Giuseppe Manzo – Ha visto due ragazzi e pensava fossero ladri. Prima spara, uccide e poi chiama i carabinieri in un processo inverso del vivere civile. Il duplice omicidio dei due ventenni Tullio e Giuseppe a Ercolano racconta cosa siano diventate le relazioni umane e sociali nella provincia di Napoli.

Questa barbarie non è opera di un mostro né del criminale di professione o del camorrista contro cui possiamo puntare il dito. Questo crimine è opera della quotidianità, lo aveva previsto Eduardo in “Le voci di dentro”: “Un delitto lo avete messo fra le cose probabili di tutti i giorni; un assassinio nel bilancio familiare!”.

Certo, questa barbarie viene da lontano. Il contesto di propaganda politica sulla legittima difesa e sull’uso delle armi per proteggersi, ma davvero vogliamo liquidare dando la sola responsabilità a Salvino e Meloni come di legge in queste ore?

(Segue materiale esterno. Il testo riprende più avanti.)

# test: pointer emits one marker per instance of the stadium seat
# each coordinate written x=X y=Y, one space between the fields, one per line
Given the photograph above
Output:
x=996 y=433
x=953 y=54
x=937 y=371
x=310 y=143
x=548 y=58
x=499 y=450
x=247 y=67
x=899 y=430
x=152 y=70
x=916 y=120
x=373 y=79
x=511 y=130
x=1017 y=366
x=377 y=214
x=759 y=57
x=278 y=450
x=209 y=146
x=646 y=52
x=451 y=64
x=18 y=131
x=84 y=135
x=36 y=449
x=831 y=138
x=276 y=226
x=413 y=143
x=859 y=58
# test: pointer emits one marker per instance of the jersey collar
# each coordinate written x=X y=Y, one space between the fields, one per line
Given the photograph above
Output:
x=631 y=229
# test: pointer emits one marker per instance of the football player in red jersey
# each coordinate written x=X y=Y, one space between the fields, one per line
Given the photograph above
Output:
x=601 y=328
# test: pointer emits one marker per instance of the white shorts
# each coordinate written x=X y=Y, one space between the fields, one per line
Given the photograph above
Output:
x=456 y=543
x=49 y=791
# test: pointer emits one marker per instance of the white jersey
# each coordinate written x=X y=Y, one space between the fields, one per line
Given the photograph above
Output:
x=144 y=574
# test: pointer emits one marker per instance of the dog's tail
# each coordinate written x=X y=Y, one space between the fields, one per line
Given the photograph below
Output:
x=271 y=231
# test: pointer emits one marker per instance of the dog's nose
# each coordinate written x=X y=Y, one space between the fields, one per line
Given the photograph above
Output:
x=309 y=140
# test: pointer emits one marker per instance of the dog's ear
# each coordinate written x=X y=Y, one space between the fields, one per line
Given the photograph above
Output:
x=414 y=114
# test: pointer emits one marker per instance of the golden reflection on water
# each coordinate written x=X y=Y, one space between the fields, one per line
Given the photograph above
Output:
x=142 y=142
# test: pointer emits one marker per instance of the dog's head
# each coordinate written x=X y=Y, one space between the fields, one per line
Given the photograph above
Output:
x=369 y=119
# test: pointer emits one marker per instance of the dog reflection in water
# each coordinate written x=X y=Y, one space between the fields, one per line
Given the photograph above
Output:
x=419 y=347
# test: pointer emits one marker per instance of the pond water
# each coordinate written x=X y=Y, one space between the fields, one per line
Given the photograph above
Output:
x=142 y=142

Basta girare per le strade e si può vedere l’aggressività in auto, a piedi, in una normale fila. Sui social si è pronti a infangare e insultare per invidie e frustrazioni. Quanti e troppi casi vedono al posto delle pistole la diffamazione, il bullismo, lo stalking e la minaccia per distruggere una persona. E quanti sono complici magari con il marchio di quella sinistra radical chic trasferita su Facebook e sparita dalle urne e dalle piazze.

Quanta brutalità esprime Napoli che hanno raccontato come città dell’amore, quante armi sono in giro e non solo nelle mani dei baby boss. Quanto degrado umano anche a causa della pandemia ha infettato lo spirito di comunità. Vince l’io, la difesa di chi si sente minacciato da un nemico che può essere chiunque tanto da sparare a due ragazzi solo per un sospetto.

No, a Ercolano non c’è un mostro. Non vi crediate assolti, il delitto è servito nel bilancio familiare. E di questa città.